About thirty seconds later he put away the binoculars. Must have gotten broken when Jackson fell. He could see better without them.
Still another thirty seconds passed. He couldn't locate the dish. He was getting seriously concerned. It should be right here, dammit. Had the Chanu destroyed it? Had the local militia taken it? Had the-not-so-innocent-after-all Sandburg moved it for later retrieval? He should be staring right at it --
He was staring right at it.
He craned his neck and looked up at the superbly camouflaged satellite relay. Damn but Jackson had a future as a Hollywood makeup man.
Not going to be easy retrieving that dish by himself. Ellison shrugged. He took off his belt and flung it around the tree. Grabbing one end of the belt in each hand, he dug the heavily ridged soles of his jungle boots into the trunk and began leveraging himself up. His upper body strength was far above average but he was glad enough to come to rest in a branch of the tree. After a quick break he crawled from branch to branch until he was able to straddle one within reach of the dish. Within twenty minutes he was back on the ground. The dish was stowed in Jackson's pack. No more signals would pass through this relay for a while.

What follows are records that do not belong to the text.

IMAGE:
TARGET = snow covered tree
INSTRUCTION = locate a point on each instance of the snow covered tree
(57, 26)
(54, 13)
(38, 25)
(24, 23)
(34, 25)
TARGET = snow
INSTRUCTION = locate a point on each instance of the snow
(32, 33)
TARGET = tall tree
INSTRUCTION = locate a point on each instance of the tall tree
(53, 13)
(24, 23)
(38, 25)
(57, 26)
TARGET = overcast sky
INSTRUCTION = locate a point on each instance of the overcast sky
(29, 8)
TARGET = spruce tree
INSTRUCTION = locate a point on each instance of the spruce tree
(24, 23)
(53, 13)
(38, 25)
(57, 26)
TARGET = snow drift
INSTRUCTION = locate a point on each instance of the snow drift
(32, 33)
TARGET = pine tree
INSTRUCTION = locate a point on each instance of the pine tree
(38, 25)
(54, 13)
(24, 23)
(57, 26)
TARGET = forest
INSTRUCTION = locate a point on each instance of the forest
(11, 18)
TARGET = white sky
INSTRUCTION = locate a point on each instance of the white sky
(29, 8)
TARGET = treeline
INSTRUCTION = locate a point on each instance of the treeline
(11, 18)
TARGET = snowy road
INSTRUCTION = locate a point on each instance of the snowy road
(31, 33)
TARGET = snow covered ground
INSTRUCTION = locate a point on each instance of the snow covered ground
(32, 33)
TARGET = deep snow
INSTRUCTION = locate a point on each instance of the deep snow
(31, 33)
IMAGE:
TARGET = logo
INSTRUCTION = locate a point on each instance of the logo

He thought: Irving will know I got this far.
Ellison got out his map and GPS and plotted a course for the ruins.
Well, he couldn't very well let the Chanu tear out Sandburg's beating heart or whatever the fuck they'd do to him for tromping on holy ground. The guy undoubtedly voted Democrat but was still a US citizen. He, Ellison, had a duty to protect US citizens. He would not be swayed from his duty by his personal reaction to the kid.
Ellison cast about for Sandburg's trail and started after him.